Einer der Meister der vertikalen Begrünung ist der Pariser Botanikkünstler Patrick Blanc, der unter anderen auch Jean Nouvels preisgekröntes Hochhaus One Central Park in Sydney begrünte (siehe Foto). Auch andere vertikale Flächen wie Feuermauern, Innenhöfe, Altbaufassaden, Tunneleinfahrten und meterhohe Mauern sind vor seinem grünen Daumen nicht sicher – ob das nun Madrid, Miami oder Kuala Lumpur ist. Und dann gibt es ja noch den vertikalen Waldmeister Stefano Boeri mit seinen millionenfach geinstagramten Türmen in Mailand.

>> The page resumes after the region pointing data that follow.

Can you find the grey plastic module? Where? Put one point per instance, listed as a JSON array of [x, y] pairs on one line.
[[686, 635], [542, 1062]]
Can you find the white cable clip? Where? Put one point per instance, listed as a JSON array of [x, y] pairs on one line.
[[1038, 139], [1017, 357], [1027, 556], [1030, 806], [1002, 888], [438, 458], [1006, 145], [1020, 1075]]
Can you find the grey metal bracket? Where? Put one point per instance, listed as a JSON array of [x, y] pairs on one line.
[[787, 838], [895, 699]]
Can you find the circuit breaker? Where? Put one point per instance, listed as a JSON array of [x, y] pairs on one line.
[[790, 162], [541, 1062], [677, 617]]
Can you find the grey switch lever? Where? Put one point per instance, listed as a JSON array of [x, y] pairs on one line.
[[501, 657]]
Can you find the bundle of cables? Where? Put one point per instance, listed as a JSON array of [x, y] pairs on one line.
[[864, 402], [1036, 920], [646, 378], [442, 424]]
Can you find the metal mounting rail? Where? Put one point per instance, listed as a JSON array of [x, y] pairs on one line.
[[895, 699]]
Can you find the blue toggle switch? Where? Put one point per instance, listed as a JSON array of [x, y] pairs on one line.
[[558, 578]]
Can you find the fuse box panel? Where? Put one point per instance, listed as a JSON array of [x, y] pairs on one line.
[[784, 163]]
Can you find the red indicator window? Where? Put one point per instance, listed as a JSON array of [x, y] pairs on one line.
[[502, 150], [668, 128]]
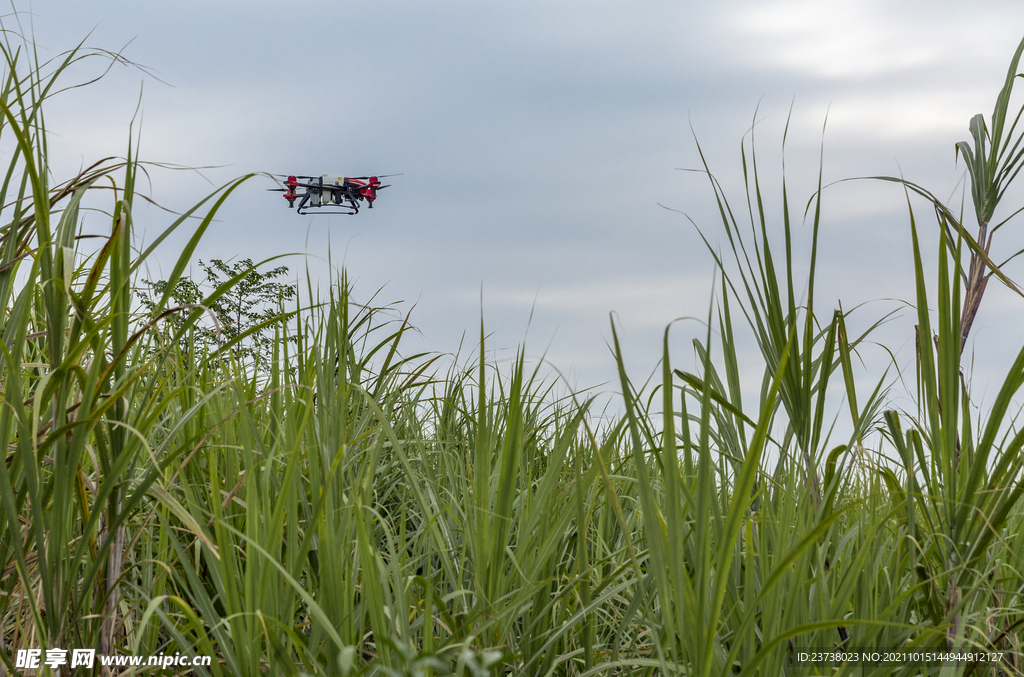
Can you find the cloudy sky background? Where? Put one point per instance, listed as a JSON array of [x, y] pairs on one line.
[[538, 141]]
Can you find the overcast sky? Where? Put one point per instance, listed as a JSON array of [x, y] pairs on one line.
[[537, 142]]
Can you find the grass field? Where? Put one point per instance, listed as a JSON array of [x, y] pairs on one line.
[[356, 510]]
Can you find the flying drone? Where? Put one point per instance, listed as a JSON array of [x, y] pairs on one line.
[[344, 194]]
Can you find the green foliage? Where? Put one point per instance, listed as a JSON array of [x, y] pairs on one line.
[[250, 308]]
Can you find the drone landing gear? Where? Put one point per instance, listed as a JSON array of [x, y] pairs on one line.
[[352, 211]]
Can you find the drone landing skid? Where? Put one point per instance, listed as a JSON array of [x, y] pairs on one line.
[[351, 211]]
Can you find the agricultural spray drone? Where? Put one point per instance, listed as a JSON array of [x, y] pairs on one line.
[[344, 194]]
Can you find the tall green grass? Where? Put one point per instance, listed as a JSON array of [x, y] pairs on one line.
[[355, 510]]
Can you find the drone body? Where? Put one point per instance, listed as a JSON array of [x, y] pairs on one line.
[[344, 194]]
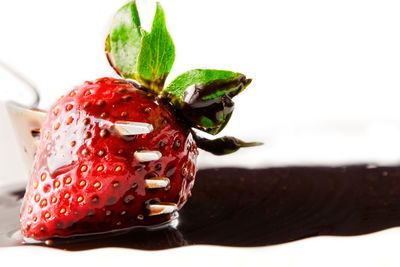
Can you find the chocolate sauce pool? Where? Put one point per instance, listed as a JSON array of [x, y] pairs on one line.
[[257, 207]]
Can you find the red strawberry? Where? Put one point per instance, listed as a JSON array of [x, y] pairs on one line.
[[85, 176]]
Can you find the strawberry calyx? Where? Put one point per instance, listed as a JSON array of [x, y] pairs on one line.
[[201, 97]]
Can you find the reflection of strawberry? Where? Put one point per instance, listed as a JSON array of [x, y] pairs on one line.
[[86, 178]]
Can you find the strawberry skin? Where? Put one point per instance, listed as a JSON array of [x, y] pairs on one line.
[[85, 178]]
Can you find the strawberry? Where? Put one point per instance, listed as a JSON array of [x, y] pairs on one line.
[[86, 176]]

Ja klar, vieles davon ist Fassadenkosmetik und Behübschung von eigentlich naturkatastrophalen Problemen. Außerdem braucht man Metallkonstruktionen, Bewässerungsanlagen und manchmal auch allerlei sensorische Hard- und Software. Doch der mikroklimatische Effekt infolge von Verschattung, Verdunstungskälte, Feinstaubabsorption und nicht zuletzt CO2-Speicherung ist enorm. Studien haben ergeben, rechnet die niederländische Stadtplanerin Helga Fassbinder vor, dass man mit zehn Prozent mehr Grün die sommerlichen Höchsttemperaturen in der Stadt um bis zu drei Grad Celsius senken kann. Mit der Wiener Klimakarte, die die ehemalige Planungsstadträtin Birgit Hebein im September letzten Jahres vorgestellt hat, gibt es nun auch hierzustadt eine echt heiße Planungs- und Nichtverbauungsgrundlage.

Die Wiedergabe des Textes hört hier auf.